While no religious community is immune to sexual abuse, some Muslim practices, such as the prohibition against two people of opposite sexes being alone in a room, reduce the risks, said Hussam Ayloush, Southern California executive director of the Council on American-Islamic Relations and a member of a Corona mosque.
The changes are long overdue, said Michael Der Manouel Jr., president of Premier Church & School Insurance Services in Fresno.
"The sexual predator is being turned away from nonprofits," Der Manouel said by phone. "It is the church community that has responded last to the problem of child sexual abuse."
Some companies that insure religious groups say claims for sexual misconduct by clergy and volunteers have increased since the Catholic Church scandal gained national media attention in 2002. Of all claims filed with insurers for property damage and liability, sexual misconduct accounts for a tiny fraction - less than 1 percent - but can be among the most costly.
Companies have raised prices and, in some cases, required tougher screening of clergy, staff and volunteers, particularly those who have direct contact with children.
Der Manouel, who sells policies for GuideOne Insurance of Iowa, said his Fresno agency had "minimal" sexual-abuse claims among the 800 religious groups it insures until 2002. Now there are about a half dozen.
"To have that many going at once is unheard of for us," Der Manouel said.
Nationally, GuideOne, which insures about 50,000 congregations, reported 246 claims for sexual abuse of all kinds in 2002, up from 126 in 2001. Last year, the total was 175 out of about 100,000 total claims.
Church Mutual of Wisconsin insures about 88,000 houses of worship nationally, and handles about five new sexual-abuse claims a week, about the same number as two years ago, spokesman Rick Schaber said.
The company encourages, but does not require, its clients to check references, do criminal background checks and develop written policies. Last year, the company made available an online program for background checks.
Insurance representatives said people are more willing to file claims against religious groups than a decade ago. And the litigious climate in California increases the likelihood a suit will be filed.
"Juries are less tolerant of any organization that does not do due diligence," said Jeff Hanna, executive director of GuideOne Center for Risk Management. "Courts and juries say, of all people, churches should take more care of these children."
The Southeastern Conference of Seventh-day Adventists, headquartered in Riverside, recommends that volunteers be part of a congregation for at least six months before they work with children, said Audrey Johnson, director of the Family Ministry Department.
About 40 percent of area Adventist churches do background checks, she said.

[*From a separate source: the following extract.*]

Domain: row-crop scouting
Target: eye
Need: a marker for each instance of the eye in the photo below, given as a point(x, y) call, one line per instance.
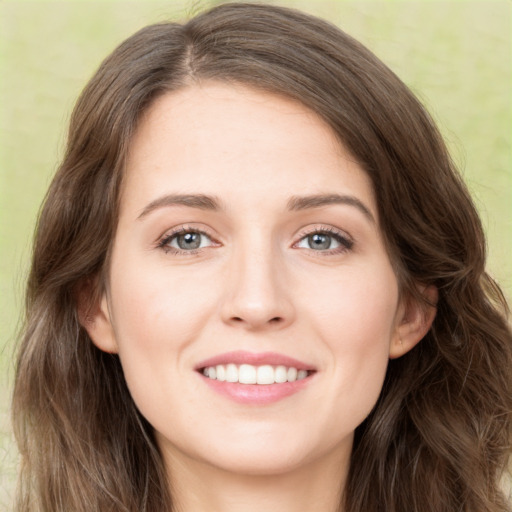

Although fingerprinting has turned up a few church members with a history of molestation, background checks won't identify abusers who haven't been caught, Johnson said.
At a rabbinic conference in Palm Springs early this month, Rabbi Arthur Gross-Schaefer, a marketing and business law professor at Loyola Marymount University in Los Angeles, offered advice on screening volunteers and employees in Jewish congregations.
Clergy who think they can spot a sexual predator are usually mistaken, he said.
He recalled a former colleague he admired until several women alleged they had been sexually abused, Gross-Schaefer said.
"I thought I could tell a predator," he said. "It freaked me out."
"If you're not talking about this with your youth leaders," said Rae of Biola, "you're either na?ve or foolish."